Jaromil se dio cuenta de que se ruborizaba bajo las miradas de los cinco desconocidos, pero al mismo tiempo se sintió halagado; y es que el pintor, al presentarlo, dijo que escribía unos versos excelentes y se refirió a él como a alguien de quien los huéspedes ya habían oído hablar. Fue una sensación muy agradable. Luego, sentado ya en el sillón, y mientras echaba una mirada por el estudio, comprobó con gran satisfacción que las dos mujeres presentes eran más bellas que su estudiante. ¡Con qué extraordinaria naturalidad cruzaban las piernas, echaban la ceniza de sus cigarrillos en los ceniceros y unían en frases extravagantes términos cultos y palabras vulgares! Jaromil se sentía como en un ascensor que sube hacia alturas maravillosas, hasta las cuales no alcanzaba a llegar la voz dolorosa de la chica de las gafas.

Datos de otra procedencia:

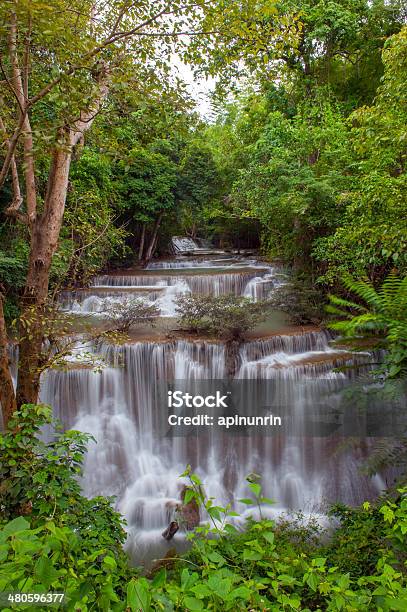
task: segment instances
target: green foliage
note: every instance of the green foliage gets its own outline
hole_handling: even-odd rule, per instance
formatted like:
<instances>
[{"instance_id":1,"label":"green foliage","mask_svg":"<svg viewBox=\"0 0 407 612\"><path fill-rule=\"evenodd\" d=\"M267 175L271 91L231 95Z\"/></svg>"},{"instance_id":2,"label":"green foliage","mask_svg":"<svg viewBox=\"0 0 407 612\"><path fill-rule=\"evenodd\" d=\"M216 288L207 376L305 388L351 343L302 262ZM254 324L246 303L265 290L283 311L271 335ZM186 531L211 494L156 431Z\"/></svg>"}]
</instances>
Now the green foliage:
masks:
<instances>
[{"instance_id":1,"label":"green foliage","mask_svg":"<svg viewBox=\"0 0 407 612\"><path fill-rule=\"evenodd\" d=\"M323 277L338 272L383 278L391 267L407 269L406 106L407 27L386 41L384 75L375 103L351 116L355 181L336 231L315 243L315 257L328 264Z\"/></svg>"},{"instance_id":2,"label":"green foliage","mask_svg":"<svg viewBox=\"0 0 407 612\"><path fill-rule=\"evenodd\" d=\"M268 303L235 295L181 295L177 312L182 329L228 340L242 338L267 316Z\"/></svg>"},{"instance_id":3,"label":"green foliage","mask_svg":"<svg viewBox=\"0 0 407 612\"><path fill-rule=\"evenodd\" d=\"M307 276L293 275L288 283L272 291L269 302L285 312L294 325L318 325L324 318L324 296Z\"/></svg>"},{"instance_id":4,"label":"green foliage","mask_svg":"<svg viewBox=\"0 0 407 612\"><path fill-rule=\"evenodd\" d=\"M342 320L330 327L351 340L371 340L374 346L388 351L386 374L404 377L407 372L407 277L390 274L376 290L366 281L344 277L348 291L364 304L330 296L328 312Z\"/></svg>"},{"instance_id":5,"label":"green foliage","mask_svg":"<svg viewBox=\"0 0 407 612\"><path fill-rule=\"evenodd\" d=\"M326 549L329 564L355 578L374 574L385 543L379 508L369 503L358 508L335 504L329 514L340 522Z\"/></svg>"},{"instance_id":6,"label":"green foliage","mask_svg":"<svg viewBox=\"0 0 407 612\"><path fill-rule=\"evenodd\" d=\"M324 544L317 525L301 516L262 518L273 502L257 474L247 477L248 496L239 500L252 516L238 529L231 505L208 498L188 467L181 475L189 481L184 503L202 506L204 522L189 534L184 557L150 578L137 577L127 567L122 520L109 500L79 493L86 436L67 432L45 444L37 434L49 421L48 408L23 406L0 437L0 591L62 592L65 609L83 612L403 609L406 489L377 506L335 507L340 525Z\"/></svg>"},{"instance_id":7,"label":"green foliage","mask_svg":"<svg viewBox=\"0 0 407 612\"><path fill-rule=\"evenodd\" d=\"M126 231L115 224L116 192L106 155L85 147L72 165L70 184L62 236L71 252L60 283L83 285L109 259L123 255Z\"/></svg>"},{"instance_id":8,"label":"green foliage","mask_svg":"<svg viewBox=\"0 0 407 612\"><path fill-rule=\"evenodd\" d=\"M1 592L64 593L67 610L94 606L111 610L122 594L122 581L131 575L118 565L102 539L92 548L75 529L58 526L52 518L35 527L22 516L6 523L0 529L0 551ZM26 605L3 607L11 609L26 609Z\"/></svg>"},{"instance_id":9,"label":"green foliage","mask_svg":"<svg viewBox=\"0 0 407 612\"><path fill-rule=\"evenodd\" d=\"M304 103L290 119L270 112L249 148L232 197L240 214L259 219L264 251L307 268L314 240L335 228L342 212L338 188L347 134L341 112L323 100Z\"/></svg>"},{"instance_id":10,"label":"green foliage","mask_svg":"<svg viewBox=\"0 0 407 612\"><path fill-rule=\"evenodd\" d=\"M175 165L160 153L131 150L119 168L121 206L138 221L149 222L174 205Z\"/></svg>"},{"instance_id":11,"label":"green foliage","mask_svg":"<svg viewBox=\"0 0 407 612\"><path fill-rule=\"evenodd\" d=\"M24 262L19 257L7 255L0 251L0 279L6 285L21 288L24 285Z\"/></svg>"},{"instance_id":12,"label":"green foliage","mask_svg":"<svg viewBox=\"0 0 407 612\"><path fill-rule=\"evenodd\" d=\"M378 508L367 503L356 510L334 509L341 525L324 546L315 539L312 523L249 520L239 531L230 522L235 515L230 507L206 498L202 482L190 469L183 476L190 479L190 497L204 506L209 523L195 531L190 553L171 575L161 569L153 581L134 581L147 609L404 609L407 588L398 564L404 563L406 552L405 489L395 502L382 502ZM269 503L261 498L257 477L248 480L249 487L258 487L252 490L255 497Z\"/></svg>"},{"instance_id":13,"label":"green foliage","mask_svg":"<svg viewBox=\"0 0 407 612\"><path fill-rule=\"evenodd\" d=\"M181 202L199 208L216 193L218 173L210 148L192 142L184 151L178 175L177 197Z\"/></svg>"},{"instance_id":14,"label":"green foliage","mask_svg":"<svg viewBox=\"0 0 407 612\"><path fill-rule=\"evenodd\" d=\"M0 250L0 291L6 295L4 316L7 323L18 316L16 294L24 286L25 273L26 262L23 258L15 252Z\"/></svg>"},{"instance_id":15,"label":"green foliage","mask_svg":"<svg viewBox=\"0 0 407 612\"><path fill-rule=\"evenodd\" d=\"M111 499L81 495L90 436L55 433L47 444L38 434L51 424L48 407L25 405L0 436L0 591L65 591L68 609L108 609L132 575L123 519Z\"/></svg>"},{"instance_id":16,"label":"green foliage","mask_svg":"<svg viewBox=\"0 0 407 612\"><path fill-rule=\"evenodd\" d=\"M284 48L286 80L273 88L260 79L256 93L248 87L224 104L206 133L226 196L208 218L212 212L229 227L236 219L260 223L263 252L319 278L323 290L344 272L374 282L394 266L404 274L407 252L400 6L328 4L302 3L300 46ZM274 26L284 10L295 11L295 2L279 4ZM276 65L266 65L269 79Z\"/></svg>"},{"instance_id":17,"label":"green foliage","mask_svg":"<svg viewBox=\"0 0 407 612\"><path fill-rule=\"evenodd\" d=\"M182 207L182 229L195 236L202 232L205 206L220 187L219 171L206 143L192 141L184 150L178 168L176 197ZM200 227L201 226L201 227Z\"/></svg>"},{"instance_id":18,"label":"green foliage","mask_svg":"<svg viewBox=\"0 0 407 612\"><path fill-rule=\"evenodd\" d=\"M127 333L135 325L151 324L159 316L160 309L155 304L146 304L142 299L127 298L114 303L106 309L110 328Z\"/></svg>"}]
</instances>

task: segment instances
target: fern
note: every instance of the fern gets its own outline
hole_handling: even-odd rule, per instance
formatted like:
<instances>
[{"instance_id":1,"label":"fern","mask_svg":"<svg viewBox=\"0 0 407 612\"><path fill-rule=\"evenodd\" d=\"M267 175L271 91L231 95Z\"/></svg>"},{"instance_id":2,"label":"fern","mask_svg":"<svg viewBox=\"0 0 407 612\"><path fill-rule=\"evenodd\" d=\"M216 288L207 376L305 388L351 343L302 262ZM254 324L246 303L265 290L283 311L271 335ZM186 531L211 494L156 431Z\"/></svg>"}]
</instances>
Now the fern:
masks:
<instances>
[{"instance_id":1,"label":"fern","mask_svg":"<svg viewBox=\"0 0 407 612\"><path fill-rule=\"evenodd\" d=\"M376 290L368 280L343 279L344 286L361 303L329 296L327 311L338 317L329 324L353 342L369 339L376 348L385 348L386 375L390 378L407 374L407 277L390 273Z\"/></svg>"},{"instance_id":2,"label":"fern","mask_svg":"<svg viewBox=\"0 0 407 612\"><path fill-rule=\"evenodd\" d=\"M382 470L402 468L403 473L407 465L407 438L381 438L375 441L374 448L366 460L363 472L374 476Z\"/></svg>"}]
</instances>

Una de las mujeres le preguntó amablemente qué tipo de versos escribía. «Versos», encogió los hombros con timidez. «Magníficos», agregó el pintor y Jaromil agachó la cabeza; la otra mujer lo miró y dijo con voz aguda: «Rodeado por nosotros, parece Rimbaud acompañado por Verlaine y sus amigotes en el cuadro de Fantin Latour. Un niño entre los hombres. Dicen que Rimbaud, cuando tenía dieciocho años aparentaba trece. Usted también —se dirigió a Jaromil— parece un niño».

(No podemos dejar de señalar que aquella mujer se inclinaba sobre Jaromil con la misma ternura feroz con la que sobre Rimbaud se inclinaban las hermanas de su maestro Izambard —aquellas famosas cazadoras de piojos— cuando buscó refugio junto a ellas después de uno de sus largos vagabundeos y ellas lo lavaron, lo limpiaron y le quitaron los piojos).

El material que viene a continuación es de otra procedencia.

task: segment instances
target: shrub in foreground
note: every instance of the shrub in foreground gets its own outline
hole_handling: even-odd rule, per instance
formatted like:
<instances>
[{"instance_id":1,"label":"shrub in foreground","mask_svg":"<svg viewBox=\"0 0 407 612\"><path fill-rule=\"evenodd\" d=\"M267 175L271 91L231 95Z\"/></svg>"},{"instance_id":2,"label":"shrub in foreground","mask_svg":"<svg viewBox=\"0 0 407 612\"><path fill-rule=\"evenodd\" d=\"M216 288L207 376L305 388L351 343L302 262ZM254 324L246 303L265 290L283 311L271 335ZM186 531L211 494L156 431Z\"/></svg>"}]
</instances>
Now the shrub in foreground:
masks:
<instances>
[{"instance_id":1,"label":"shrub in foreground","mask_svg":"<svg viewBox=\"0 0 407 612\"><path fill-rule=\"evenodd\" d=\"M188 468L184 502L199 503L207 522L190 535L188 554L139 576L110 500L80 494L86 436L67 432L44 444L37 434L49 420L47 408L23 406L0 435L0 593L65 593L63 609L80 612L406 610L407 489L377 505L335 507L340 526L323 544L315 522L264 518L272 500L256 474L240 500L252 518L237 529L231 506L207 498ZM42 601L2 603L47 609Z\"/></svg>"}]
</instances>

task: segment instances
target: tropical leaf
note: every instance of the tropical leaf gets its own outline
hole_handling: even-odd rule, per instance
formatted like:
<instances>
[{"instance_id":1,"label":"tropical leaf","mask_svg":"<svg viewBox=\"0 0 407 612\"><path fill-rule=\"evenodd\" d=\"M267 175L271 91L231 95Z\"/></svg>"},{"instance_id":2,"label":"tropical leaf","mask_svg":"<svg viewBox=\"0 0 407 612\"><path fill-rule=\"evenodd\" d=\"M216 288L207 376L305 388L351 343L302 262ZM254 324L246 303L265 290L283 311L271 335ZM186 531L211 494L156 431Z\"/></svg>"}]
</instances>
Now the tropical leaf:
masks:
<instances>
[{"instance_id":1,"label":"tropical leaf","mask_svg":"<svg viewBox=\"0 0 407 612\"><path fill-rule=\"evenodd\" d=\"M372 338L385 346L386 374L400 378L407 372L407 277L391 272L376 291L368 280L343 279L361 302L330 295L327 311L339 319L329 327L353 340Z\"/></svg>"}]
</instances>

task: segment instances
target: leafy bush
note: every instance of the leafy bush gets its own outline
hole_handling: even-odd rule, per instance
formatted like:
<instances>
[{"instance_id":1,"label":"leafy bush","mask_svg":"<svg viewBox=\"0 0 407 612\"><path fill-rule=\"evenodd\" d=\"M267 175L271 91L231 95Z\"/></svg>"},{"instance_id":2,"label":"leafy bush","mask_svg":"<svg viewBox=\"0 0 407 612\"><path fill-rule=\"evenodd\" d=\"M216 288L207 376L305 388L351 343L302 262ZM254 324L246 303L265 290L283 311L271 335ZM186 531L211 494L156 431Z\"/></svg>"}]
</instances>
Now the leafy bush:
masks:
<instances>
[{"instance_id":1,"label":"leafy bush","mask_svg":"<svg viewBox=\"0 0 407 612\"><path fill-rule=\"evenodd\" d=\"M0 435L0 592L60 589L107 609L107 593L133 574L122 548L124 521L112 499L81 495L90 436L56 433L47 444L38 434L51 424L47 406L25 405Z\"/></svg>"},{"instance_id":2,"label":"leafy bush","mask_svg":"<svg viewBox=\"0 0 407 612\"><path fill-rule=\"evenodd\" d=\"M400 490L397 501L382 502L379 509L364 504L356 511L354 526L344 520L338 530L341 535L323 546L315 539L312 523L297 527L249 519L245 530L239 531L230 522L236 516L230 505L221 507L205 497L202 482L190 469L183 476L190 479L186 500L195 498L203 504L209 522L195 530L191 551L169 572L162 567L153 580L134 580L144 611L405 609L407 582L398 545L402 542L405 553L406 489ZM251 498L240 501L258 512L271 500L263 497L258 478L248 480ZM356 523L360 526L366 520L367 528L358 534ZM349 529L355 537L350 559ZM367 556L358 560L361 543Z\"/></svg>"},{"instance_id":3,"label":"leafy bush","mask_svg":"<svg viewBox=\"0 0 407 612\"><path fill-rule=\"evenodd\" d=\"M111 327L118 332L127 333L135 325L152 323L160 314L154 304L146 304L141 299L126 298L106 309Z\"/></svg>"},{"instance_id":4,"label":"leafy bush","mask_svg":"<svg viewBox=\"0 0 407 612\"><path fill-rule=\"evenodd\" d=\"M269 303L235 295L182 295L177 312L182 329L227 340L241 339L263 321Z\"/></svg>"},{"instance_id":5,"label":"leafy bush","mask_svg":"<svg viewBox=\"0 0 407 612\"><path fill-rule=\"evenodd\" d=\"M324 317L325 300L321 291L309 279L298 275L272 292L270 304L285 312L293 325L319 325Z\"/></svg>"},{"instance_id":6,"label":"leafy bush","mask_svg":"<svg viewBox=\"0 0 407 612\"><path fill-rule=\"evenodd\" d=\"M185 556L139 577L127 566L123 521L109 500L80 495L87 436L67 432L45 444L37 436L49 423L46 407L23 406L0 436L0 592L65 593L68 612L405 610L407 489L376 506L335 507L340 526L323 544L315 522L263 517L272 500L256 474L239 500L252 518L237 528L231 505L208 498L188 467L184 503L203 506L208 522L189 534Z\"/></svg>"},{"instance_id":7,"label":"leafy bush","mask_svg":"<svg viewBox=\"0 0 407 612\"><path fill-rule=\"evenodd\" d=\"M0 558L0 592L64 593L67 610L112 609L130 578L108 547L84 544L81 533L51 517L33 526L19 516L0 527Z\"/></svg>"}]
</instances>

—Nuestro amigo —dijo el pintor— tiene la suerte, que de todos modos no habrá de durarle mucho, de no ser ya un niño y no ser aún un hombre.

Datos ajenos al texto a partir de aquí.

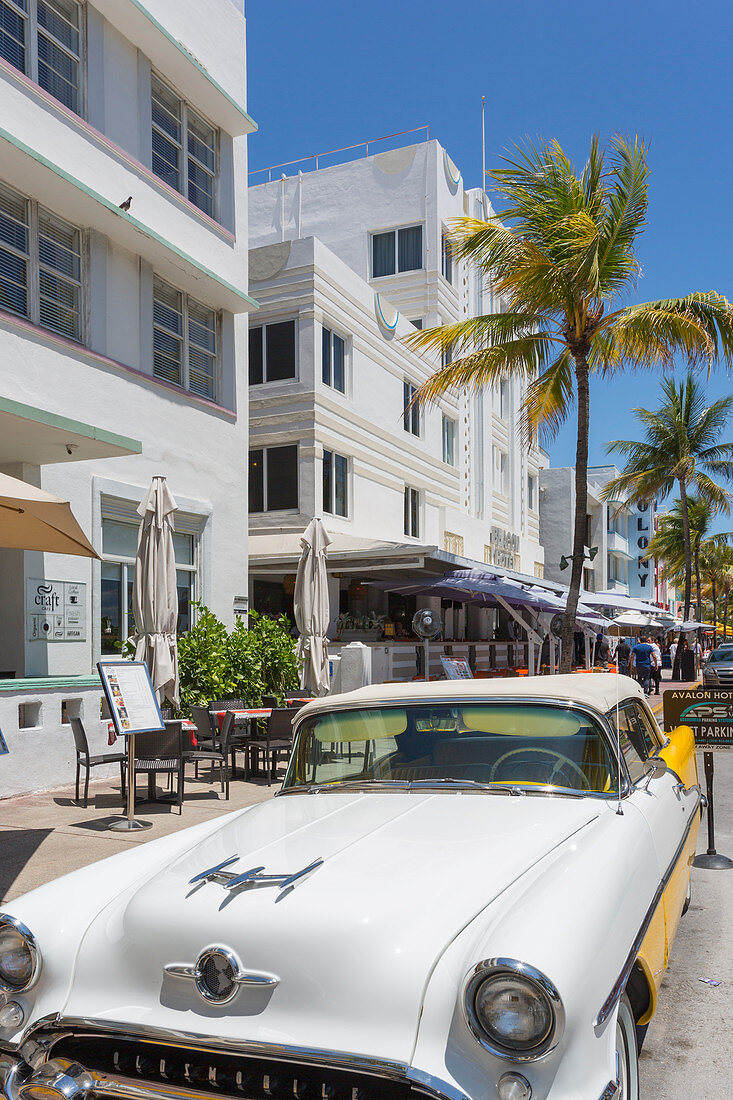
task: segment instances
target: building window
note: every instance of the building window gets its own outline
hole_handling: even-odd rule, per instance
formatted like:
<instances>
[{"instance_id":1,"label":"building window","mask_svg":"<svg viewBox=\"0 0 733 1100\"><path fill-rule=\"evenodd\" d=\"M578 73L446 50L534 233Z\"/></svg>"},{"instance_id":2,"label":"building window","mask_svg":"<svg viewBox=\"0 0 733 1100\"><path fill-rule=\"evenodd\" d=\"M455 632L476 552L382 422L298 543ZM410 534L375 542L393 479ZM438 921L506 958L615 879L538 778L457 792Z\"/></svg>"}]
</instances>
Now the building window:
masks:
<instances>
[{"instance_id":1,"label":"building window","mask_svg":"<svg viewBox=\"0 0 733 1100\"><path fill-rule=\"evenodd\" d=\"M506 451L494 447L494 485L498 493L507 496L509 492L509 464Z\"/></svg>"},{"instance_id":2,"label":"building window","mask_svg":"<svg viewBox=\"0 0 733 1100\"><path fill-rule=\"evenodd\" d=\"M405 485L405 534L420 538L420 490Z\"/></svg>"},{"instance_id":3,"label":"building window","mask_svg":"<svg viewBox=\"0 0 733 1100\"><path fill-rule=\"evenodd\" d=\"M586 592L595 592L595 573L592 569L584 567L583 569L583 588Z\"/></svg>"},{"instance_id":4,"label":"building window","mask_svg":"<svg viewBox=\"0 0 733 1100\"><path fill-rule=\"evenodd\" d=\"M391 229L372 234L372 278L398 271L418 271L423 266L422 226Z\"/></svg>"},{"instance_id":5,"label":"building window","mask_svg":"<svg viewBox=\"0 0 733 1100\"><path fill-rule=\"evenodd\" d=\"M349 514L348 459L333 451L323 452L323 511L332 516Z\"/></svg>"},{"instance_id":6,"label":"building window","mask_svg":"<svg viewBox=\"0 0 733 1100\"><path fill-rule=\"evenodd\" d=\"M295 321L249 330L249 384L295 378Z\"/></svg>"},{"instance_id":7,"label":"building window","mask_svg":"<svg viewBox=\"0 0 733 1100\"><path fill-rule=\"evenodd\" d=\"M499 383L499 416L502 420L509 419L511 400L511 388L509 385L509 379L503 378Z\"/></svg>"},{"instance_id":8,"label":"building window","mask_svg":"<svg viewBox=\"0 0 733 1100\"><path fill-rule=\"evenodd\" d=\"M0 309L82 338L81 231L0 185Z\"/></svg>"},{"instance_id":9,"label":"building window","mask_svg":"<svg viewBox=\"0 0 733 1100\"><path fill-rule=\"evenodd\" d=\"M0 0L0 57L81 113L81 12L74 0Z\"/></svg>"},{"instance_id":10,"label":"building window","mask_svg":"<svg viewBox=\"0 0 733 1100\"><path fill-rule=\"evenodd\" d=\"M150 82L153 171L214 216L217 132L153 75Z\"/></svg>"},{"instance_id":11,"label":"building window","mask_svg":"<svg viewBox=\"0 0 733 1100\"><path fill-rule=\"evenodd\" d=\"M543 561L536 561L534 563L534 575L542 579L545 575L545 563Z\"/></svg>"},{"instance_id":12,"label":"building window","mask_svg":"<svg viewBox=\"0 0 733 1100\"><path fill-rule=\"evenodd\" d=\"M443 413L443 462L449 466L456 464L456 429L455 420Z\"/></svg>"},{"instance_id":13,"label":"building window","mask_svg":"<svg viewBox=\"0 0 733 1100\"><path fill-rule=\"evenodd\" d=\"M402 383L402 424L406 432L420 435L420 406L415 401L417 387L407 379Z\"/></svg>"},{"instance_id":14,"label":"building window","mask_svg":"<svg viewBox=\"0 0 733 1100\"><path fill-rule=\"evenodd\" d=\"M216 391L217 315L157 276L153 280L153 374L199 397Z\"/></svg>"},{"instance_id":15,"label":"building window","mask_svg":"<svg viewBox=\"0 0 733 1100\"><path fill-rule=\"evenodd\" d=\"M135 633L132 582L135 576L138 526L115 519L102 520L102 653L120 655L121 644ZM190 630L197 595L196 540L175 532L179 632Z\"/></svg>"},{"instance_id":16,"label":"building window","mask_svg":"<svg viewBox=\"0 0 733 1100\"><path fill-rule=\"evenodd\" d=\"M443 272L443 278L453 285L453 253L451 252L450 240L447 234L443 234L442 248L441 248L441 269Z\"/></svg>"},{"instance_id":17,"label":"building window","mask_svg":"<svg viewBox=\"0 0 733 1100\"><path fill-rule=\"evenodd\" d=\"M321 377L326 386L346 393L345 351L346 342L325 326L321 330Z\"/></svg>"},{"instance_id":18,"label":"building window","mask_svg":"<svg viewBox=\"0 0 733 1100\"><path fill-rule=\"evenodd\" d=\"M527 507L530 512L537 511L537 478L532 474L527 476Z\"/></svg>"},{"instance_id":19,"label":"building window","mask_svg":"<svg viewBox=\"0 0 733 1100\"><path fill-rule=\"evenodd\" d=\"M453 362L453 344L448 344L447 348L443 348L440 356L440 365L445 370Z\"/></svg>"},{"instance_id":20,"label":"building window","mask_svg":"<svg viewBox=\"0 0 733 1100\"><path fill-rule=\"evenodd\" d=\"M285 447L260 447L250 451L250 512L284 512L297 507L297 443Z\"/></svg>"},{"instance_id":21,"label":"building window","mask_svg":"<svg viewBox=\"0 0 733 1100\"><path fill-rule=\"evenodd\" d=\"M422 319L422 317L414 317L414 318L413 318L413 319L412 319L412 320L410 321L410 324L411 324L411 325L413 325L413 326L414 326L415 328L417 328L417 329L422 329L422 327L423 327L423 319Z\"/></svg>"}]
</instances>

—La pubertad es la edad más poética —dijo la primera mujer.

—Te asombrarías —dijo el pintor con una sonrisa— de lo extraordinariamente acabados y maduros que son los versos de este joven totalmente inacabado, inmaduro y virginal…

—Efectivamente —asintió uno de los hombres, dando a entender que conocía los versos de Jaromil y que estaba de acuerdo con los elogios del pintor.

—¿No piensa usted editarlos? —le preguntó a Jaromil la mujer de la voz aguda.

—La época de los héroes positivos y de los bustos de Stalin no será demasiado favorable para su poesía —dijo el pintor.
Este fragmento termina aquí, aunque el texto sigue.